Man könnte vermuten, das Wort »Gott ist tot« spreche eine Meinung des Atheisten Nietzsche aus und sei daher nur eine persönliche Stellungnahme und deshalb einseitig und darum auch durch den Hinweis leicht widerlegbar, daß heute allenthalben viele Menschen die Gotteshäuser aufsuchen und aus einem christlich bestimmten Gottvertrauen die Drangsale bestehen. Aber die Frage bleibt, ob das genannte Wort Nietzsches nur eine verstiegene Ansicht eines Denkers ist, über den die richtige Aussage bereitsteht, er sei zuletzt wahnsinnig geworden. Zu fragen bleibt, ob Nietzsche hier nicht eher das Wort ausspricht, das innerhalb der metaphysisch bestimmten Geschichte des Abendlandes immer schon unausgesprochen gesagt wird. Vor jeder übereilten Stellungnahme müssen wir erst versuchen, das Wort »Gott ist tot« so zu denken, wie es gemeint ist. Wir tun daher gut daran, alles voreilige Meinen, das sich bei diesem furchtbaren Wort sogleich vordrängt, abzustellen.
Die folgenden Überlegungen versuchen, das Wort Nietzsches nach einigen wesentlichen Hinsichten zu erläutern. Noch einmal sei eingeschärft: Das Wort Nietzsches nennt das Geschick von zwei Jahrtausenden abendländischer Geschichte. Wir selbst dürfen, unvorbereitet wie wir alle zusammen sind, nicht meinen, durch einen Vortrag über das Wort Nietzsches dieses Geschick abzuändern oder es auch nur hinreichend wissen zu lernen. Gleichwohl ist jetzt dieses Eine nötig, daß wir aus der Besinnung eine Belehrung empfangen und auf dem Wege der Belehrung uns besinnen lernen.

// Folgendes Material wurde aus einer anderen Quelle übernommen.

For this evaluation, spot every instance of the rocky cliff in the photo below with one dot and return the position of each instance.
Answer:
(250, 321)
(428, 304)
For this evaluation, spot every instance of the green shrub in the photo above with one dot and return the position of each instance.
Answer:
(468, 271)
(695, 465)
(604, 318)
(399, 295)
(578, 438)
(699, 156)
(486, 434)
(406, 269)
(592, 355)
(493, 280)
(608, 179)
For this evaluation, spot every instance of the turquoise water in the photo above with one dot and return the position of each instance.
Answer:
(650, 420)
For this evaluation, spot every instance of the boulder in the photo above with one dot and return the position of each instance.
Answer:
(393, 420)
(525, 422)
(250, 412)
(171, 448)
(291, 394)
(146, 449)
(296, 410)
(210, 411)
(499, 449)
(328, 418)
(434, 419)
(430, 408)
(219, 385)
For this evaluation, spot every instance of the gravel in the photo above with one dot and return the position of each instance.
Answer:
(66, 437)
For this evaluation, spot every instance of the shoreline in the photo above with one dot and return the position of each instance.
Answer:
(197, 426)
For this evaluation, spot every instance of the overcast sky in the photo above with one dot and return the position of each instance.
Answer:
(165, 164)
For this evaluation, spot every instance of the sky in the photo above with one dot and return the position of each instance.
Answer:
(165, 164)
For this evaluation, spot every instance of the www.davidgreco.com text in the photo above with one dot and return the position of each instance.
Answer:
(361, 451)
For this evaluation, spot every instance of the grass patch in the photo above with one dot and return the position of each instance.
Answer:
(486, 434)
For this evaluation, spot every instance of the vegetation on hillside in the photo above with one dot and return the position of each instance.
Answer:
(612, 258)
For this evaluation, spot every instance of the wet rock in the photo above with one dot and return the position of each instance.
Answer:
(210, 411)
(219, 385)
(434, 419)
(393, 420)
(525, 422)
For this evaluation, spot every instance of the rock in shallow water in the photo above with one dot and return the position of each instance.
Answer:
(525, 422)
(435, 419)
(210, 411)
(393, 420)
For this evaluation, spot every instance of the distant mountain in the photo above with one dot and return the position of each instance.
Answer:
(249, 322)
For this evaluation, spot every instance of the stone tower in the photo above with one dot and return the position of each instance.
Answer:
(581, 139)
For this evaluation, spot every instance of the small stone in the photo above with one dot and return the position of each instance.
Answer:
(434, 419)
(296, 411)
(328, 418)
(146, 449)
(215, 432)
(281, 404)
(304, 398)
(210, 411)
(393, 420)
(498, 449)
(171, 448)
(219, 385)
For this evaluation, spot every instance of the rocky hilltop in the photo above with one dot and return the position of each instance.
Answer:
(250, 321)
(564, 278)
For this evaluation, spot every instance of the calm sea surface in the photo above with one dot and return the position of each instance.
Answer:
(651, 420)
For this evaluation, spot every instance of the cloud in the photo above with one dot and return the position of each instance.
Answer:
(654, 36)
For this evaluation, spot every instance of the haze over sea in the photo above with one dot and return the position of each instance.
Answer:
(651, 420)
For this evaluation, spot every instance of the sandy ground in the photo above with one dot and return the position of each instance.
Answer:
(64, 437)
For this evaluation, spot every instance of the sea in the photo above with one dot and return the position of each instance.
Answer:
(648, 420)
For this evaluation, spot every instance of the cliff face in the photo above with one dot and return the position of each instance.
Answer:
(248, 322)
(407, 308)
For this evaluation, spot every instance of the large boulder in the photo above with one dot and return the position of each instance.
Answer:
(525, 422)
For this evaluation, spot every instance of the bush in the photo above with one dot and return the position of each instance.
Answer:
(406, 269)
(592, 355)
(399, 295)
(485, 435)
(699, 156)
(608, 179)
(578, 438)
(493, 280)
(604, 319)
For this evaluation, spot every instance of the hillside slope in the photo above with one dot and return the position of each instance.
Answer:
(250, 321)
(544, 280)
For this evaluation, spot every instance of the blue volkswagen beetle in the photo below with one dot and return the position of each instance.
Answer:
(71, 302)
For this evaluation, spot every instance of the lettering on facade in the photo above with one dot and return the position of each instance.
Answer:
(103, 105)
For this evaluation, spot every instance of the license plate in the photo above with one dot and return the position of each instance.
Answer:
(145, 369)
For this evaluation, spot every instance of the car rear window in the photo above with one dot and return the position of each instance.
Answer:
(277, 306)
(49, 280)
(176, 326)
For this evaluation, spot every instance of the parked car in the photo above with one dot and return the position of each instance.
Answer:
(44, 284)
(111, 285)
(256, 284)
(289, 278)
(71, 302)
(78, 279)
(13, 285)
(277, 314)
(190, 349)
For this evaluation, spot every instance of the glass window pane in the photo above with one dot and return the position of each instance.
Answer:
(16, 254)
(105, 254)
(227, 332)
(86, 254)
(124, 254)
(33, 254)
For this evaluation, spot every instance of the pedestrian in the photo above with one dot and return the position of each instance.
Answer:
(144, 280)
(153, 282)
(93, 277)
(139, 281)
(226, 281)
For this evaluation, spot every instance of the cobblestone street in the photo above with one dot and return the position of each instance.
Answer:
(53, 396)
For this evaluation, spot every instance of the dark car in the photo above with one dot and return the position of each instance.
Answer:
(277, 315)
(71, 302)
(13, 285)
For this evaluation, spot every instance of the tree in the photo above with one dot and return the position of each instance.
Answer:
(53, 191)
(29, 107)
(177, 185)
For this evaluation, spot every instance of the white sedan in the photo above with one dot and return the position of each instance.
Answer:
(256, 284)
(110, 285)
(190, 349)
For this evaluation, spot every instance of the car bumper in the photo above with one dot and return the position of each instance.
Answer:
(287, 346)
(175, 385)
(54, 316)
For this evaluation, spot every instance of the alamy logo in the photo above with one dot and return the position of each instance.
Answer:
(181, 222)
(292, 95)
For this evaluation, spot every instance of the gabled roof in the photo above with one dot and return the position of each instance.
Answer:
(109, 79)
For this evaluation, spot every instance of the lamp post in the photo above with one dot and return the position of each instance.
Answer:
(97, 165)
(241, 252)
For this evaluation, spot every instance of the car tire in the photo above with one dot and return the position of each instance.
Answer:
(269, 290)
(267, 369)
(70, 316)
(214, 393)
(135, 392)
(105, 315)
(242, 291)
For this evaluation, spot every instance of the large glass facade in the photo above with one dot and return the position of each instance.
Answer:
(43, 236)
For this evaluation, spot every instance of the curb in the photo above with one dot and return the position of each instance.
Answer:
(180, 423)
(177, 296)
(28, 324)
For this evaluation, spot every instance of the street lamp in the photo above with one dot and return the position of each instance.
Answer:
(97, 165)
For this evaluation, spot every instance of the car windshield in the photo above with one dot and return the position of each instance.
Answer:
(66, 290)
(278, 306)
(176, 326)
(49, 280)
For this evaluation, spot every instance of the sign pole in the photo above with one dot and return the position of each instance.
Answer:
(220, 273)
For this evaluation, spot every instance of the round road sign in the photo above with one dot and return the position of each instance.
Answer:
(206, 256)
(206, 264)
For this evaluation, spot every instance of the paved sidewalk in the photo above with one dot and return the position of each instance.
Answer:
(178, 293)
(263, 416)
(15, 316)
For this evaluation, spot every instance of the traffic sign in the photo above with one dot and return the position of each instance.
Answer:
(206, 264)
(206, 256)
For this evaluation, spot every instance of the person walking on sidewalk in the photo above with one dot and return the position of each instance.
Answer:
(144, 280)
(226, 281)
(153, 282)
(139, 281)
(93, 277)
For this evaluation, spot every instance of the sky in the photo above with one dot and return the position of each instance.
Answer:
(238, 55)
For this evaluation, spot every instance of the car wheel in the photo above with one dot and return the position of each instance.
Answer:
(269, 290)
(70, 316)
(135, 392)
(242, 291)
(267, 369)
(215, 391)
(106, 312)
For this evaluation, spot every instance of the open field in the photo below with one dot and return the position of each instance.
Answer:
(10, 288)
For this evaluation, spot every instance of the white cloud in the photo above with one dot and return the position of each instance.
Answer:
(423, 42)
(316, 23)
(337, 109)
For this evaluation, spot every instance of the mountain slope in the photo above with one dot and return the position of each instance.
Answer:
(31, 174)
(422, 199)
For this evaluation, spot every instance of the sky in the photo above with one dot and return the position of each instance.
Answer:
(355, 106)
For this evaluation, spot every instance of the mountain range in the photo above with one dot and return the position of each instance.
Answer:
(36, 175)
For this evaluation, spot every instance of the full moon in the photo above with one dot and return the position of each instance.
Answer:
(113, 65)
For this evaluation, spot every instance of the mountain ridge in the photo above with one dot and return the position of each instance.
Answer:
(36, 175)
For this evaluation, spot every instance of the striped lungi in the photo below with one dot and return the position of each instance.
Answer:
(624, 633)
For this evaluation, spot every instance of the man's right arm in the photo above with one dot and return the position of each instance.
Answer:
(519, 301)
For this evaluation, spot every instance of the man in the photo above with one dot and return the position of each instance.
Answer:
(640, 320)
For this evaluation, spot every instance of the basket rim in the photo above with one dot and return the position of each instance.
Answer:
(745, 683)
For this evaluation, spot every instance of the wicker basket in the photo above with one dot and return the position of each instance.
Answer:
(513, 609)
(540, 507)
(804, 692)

Jede Erläuterung muß freilich die Sache nicht nur dem Text entnehmen, sie muß auch, ohne darauf zu pochen, unvermerkt Eigenes aus ihrer Sache dazu geben. Diese Beigabe ist dasjenige, was der Laie, gemessen an dem, was er für den Inhalt des Textes hält, stets als ein Hineindeuten empfindet und mit dem Recht, das er für sich beansprucht, als Willkür bemängelt. Eine rechte Erläuterung versteht jedoch den Text nie besser als dessen Verfasser ihn verstand, wohl aber anders.